As a result, there is still a growing part of the population that must turn to private pensions to help save for their retirement; whether that means traditional personal pensions is another matter. Either way, the need for people to save for retirement, whether self-employed or otherwise, has never been greater. 

The state pension age has been equalised at age 66 for both men and women, and will rise to 68 over the coming years. And while recent research has suggested UK life expectancy improvements are grinding to a halt, the average person will live far beyond the state retirement age. This means that unless a substantial retirement pot is accumulated, people will have to choose between continuing to work or retiring with less.

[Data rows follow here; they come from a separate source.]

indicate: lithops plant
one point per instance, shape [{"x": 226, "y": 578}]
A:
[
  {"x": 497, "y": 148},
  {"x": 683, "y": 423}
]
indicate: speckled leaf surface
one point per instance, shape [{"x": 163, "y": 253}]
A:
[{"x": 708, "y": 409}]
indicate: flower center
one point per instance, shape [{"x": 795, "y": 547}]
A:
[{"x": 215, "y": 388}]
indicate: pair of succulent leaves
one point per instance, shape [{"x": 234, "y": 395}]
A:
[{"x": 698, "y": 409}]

According to Susan Hill, chartered financial planner at Susan Hill Financial Planning, one problem with current saving attitudes is that immediate gratification seems to take precedence over long-term financial security.

She says: “How many people do you know who pay more than £100 on a monthly phone contract so they have the latest model, but don’t put anywhere near that amount into their pension? It was once called the ‘takeaway pension’. How much do you pay on average on takeaways in a week – if you put your takeaways into a pension, how much income would that give you at retirement?”

Other initiatives have also attempted to bridge the retirement savings gap. But as discussed in this survey last year, the Lifetime Isa has had little to no impact on the personal pensions market. In fact, the Lisa’s own future has been hanging in the balance, with a number of MPs calling for the product to be canned in response to its muted take-up.